Mr. Fortin: In such instances, child support is paid by the provincial governments, pursuant to social security programs in place. Once the base amount of $9,000 has been subtracted from the taxable incomes of each parent, two other deductions are allowable, unlike the federal guidelines which allow other deductions. These allowable deductions are union dues and professional dues. Once these amounts have been determined, we arrive at an amount which corresponds to the disposable income of each parent. These amounts are added to give us the total disposable income of both parents. Working from the tables, we calculate the basic parental contribution according to the percentage of disposable income of both parents. If the woman earns $40,000 and the man $60,000, this gives us 40 per cent and 60 per cent respectively, for a total of $100,000; accordingly, 40 per cent of the basic parental contribution must be assumed by the woman and 60 per cent by the man. If the amount of child support totals $10,000, the woman must contribute $4,000 and the man, $6,000. Once this exercise has been completed, we look at the custody issue. If the woman has been granted sole custody, the man will be required to pay the woman $6,000.
Senator Ferretti Barth: An additional $6,000?
Mr. Fortin: That is the total amount payable. The table lists the cost for one child. A child whose parents have incomes like this has needs totalling $10,000. What proportion of this $10,000 must each parent assume? We look at the percentage of each parent's income. If the woman has custody, and the amount of child support has been pegged at $10,000, then she must assume $4,000 of this total amount. If the woman has sole custody, then the man will pay the woman $6,000.
Senator Ferretti Barth: What happens in the case of shared or joint custody?
Mr. Fortin: A different mathematical calculation is done. Last year, I toured Quebec and gave courses prior to May 1 on the federal and provincial guidelines. Looking at the provincial form, my natural tendency was to say that the federal formula was simpler!
I have been working on a Canadian program for one year. I developed a software program in Quebec for doing the calculations required on the form. At the federal level, income is a much more complex concept. The calculations are even more complicated to do. If you take the Justice Department guides and look at some of the calculations that are done, when it comes to excessive difficulties, the calculations are even more complex. A year later, I have come to the conclusion that the process followed in Quebec is simpler. The mathematical formula used may seem complicated in some respects, but it simplifies the actual calculations that must be done.
In response to Senator LeBreton's earlier comment, the fact that both parents' incomes are given equal consideration in Quebec is a much more humane and pleasant way to proceed. It emphasizes the fact that both parents have a responsibility to contribute to child support.
The problem in Quebec, and my colleague Ms Grassby alluded to it, is the contribution amounts listed in the tables. These amounts are much lower, not only when income levels are very high, but also when they are very low. The differences between the amounts listed in the federal and provincial tables are quite striking.

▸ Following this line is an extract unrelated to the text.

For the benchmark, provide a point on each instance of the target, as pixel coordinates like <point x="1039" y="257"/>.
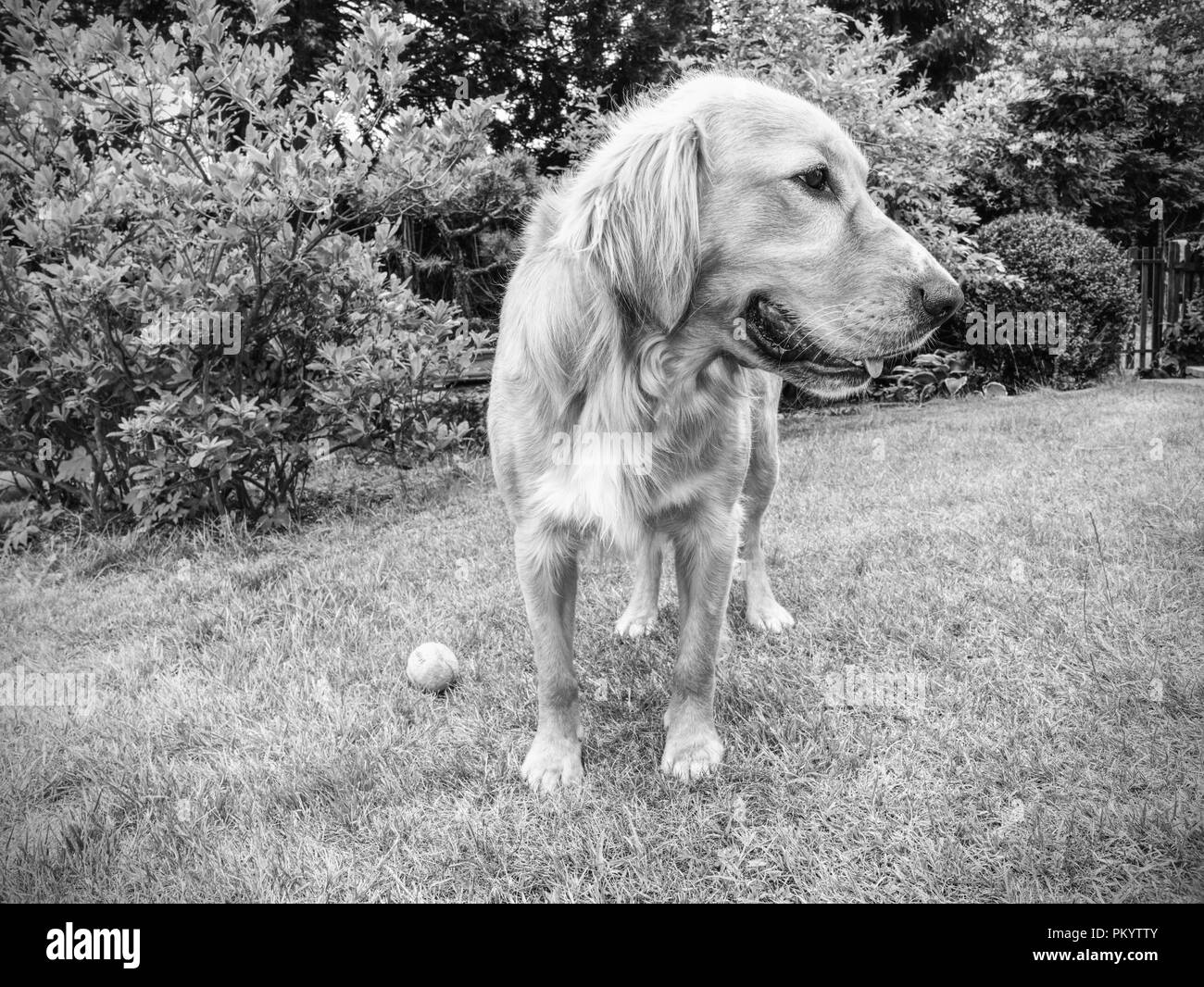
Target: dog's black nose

If you look on page 11 of our brief, you will note that at the time, I drew up a table. You can see that there are significant discrepancies between the federal table applicable in Quebec and the Quebec table. Our approach may be more equitable, but when we look at the actual figures, we note that the result in Quebec is something else.
In defence of the provincial guidelines, I have to say that it is easier to make a case for special expenses; this is one area where perhaps some ground can be made up. However, there is still a problem in Quebec in terms of the very low amounts listed in the tables. However, I do favor the Quebec system which is simpler. The formula used may seem complicated at first, but in reality it is not.
Senator Ferretti Barth: I must congratulate you. The Quebec system is better. It is more humane and more considerate of those who are going through this experience.
Ms. Grassby: I do not know whether Mr. Fortin mentioned this, but one of the benefits of his software program is that he has developed a tool that people actually use.
Madame Senator was correct when she said that the form appeared complicated. However, it is relatively easy to provide the basic information requested. Lawyers, judges and officers of the court work with this document.
When people earn specific salaries, it is very easy to use this software to calculate the amount of child support payable. The program and the scales simplify the calculation process.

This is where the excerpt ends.